The point is that once synchronous IO is used, one can only execute a single operation per user thread. The user may notice the moment he enters the system call and when he leaves. BUT there's no way to determine the sequence in which those writes are actually called. What if the thread was interrupted by context-switch just before the system call?

Therefore, if user API is synchronous, the system may reorder write operations as it likes as long as it doesn't let the thread off. It may always justify itself by saying that was the thread scheduler to reorder the system calls :)

But troubles may rise if user has ability to schedule operations without waiting for it to complete (O_NONBLOCK?)

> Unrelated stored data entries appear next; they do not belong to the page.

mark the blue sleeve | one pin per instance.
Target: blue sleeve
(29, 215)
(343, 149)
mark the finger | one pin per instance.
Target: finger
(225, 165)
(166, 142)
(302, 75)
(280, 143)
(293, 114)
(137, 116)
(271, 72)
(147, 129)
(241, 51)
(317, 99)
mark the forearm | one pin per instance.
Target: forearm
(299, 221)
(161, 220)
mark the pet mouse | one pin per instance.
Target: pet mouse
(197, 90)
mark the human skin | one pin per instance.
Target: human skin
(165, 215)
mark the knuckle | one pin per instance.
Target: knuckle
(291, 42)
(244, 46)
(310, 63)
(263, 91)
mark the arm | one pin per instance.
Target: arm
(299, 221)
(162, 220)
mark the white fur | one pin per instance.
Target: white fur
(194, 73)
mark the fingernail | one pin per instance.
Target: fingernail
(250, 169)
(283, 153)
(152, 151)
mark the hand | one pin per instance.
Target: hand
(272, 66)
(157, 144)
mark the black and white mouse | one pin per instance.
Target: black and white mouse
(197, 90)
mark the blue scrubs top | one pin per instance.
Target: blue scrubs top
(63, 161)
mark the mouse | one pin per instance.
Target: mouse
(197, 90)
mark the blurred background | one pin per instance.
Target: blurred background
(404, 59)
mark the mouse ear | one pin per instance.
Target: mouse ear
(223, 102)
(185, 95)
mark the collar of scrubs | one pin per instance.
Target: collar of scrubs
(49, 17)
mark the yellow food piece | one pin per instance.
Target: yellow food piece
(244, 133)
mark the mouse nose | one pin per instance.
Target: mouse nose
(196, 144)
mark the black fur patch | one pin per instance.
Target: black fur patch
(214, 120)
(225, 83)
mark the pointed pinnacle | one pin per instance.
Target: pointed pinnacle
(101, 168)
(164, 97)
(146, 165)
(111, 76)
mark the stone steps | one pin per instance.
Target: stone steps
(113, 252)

Maybe you should introduce some kind of sync-points or queues. The latter requests in one queue shouldn't overtake the earlier ones. Though, they may complete "at one moment".

Zbr wrote at 2007-10-29 17:45:

If thread has entered (blockable) write() call, it will not leave it (except by signal), but can be scheduled away (and will). This particular write will be executed later according to the tree of simultaneous (FIFO-like) writes to the overlapping regions.

Writes in the kernel itself will be (should be) async - callback based mechanism to really start writing, when previous thread completed its operation on the overlapping region.

Even if write is non-blocking, there is no need to have anything special - it will be just returned -EAGAIN while another thread is being writing to the same area.

This is very low-level locking layer - it is essentially extension of the linux VFS page lock to the distributed system.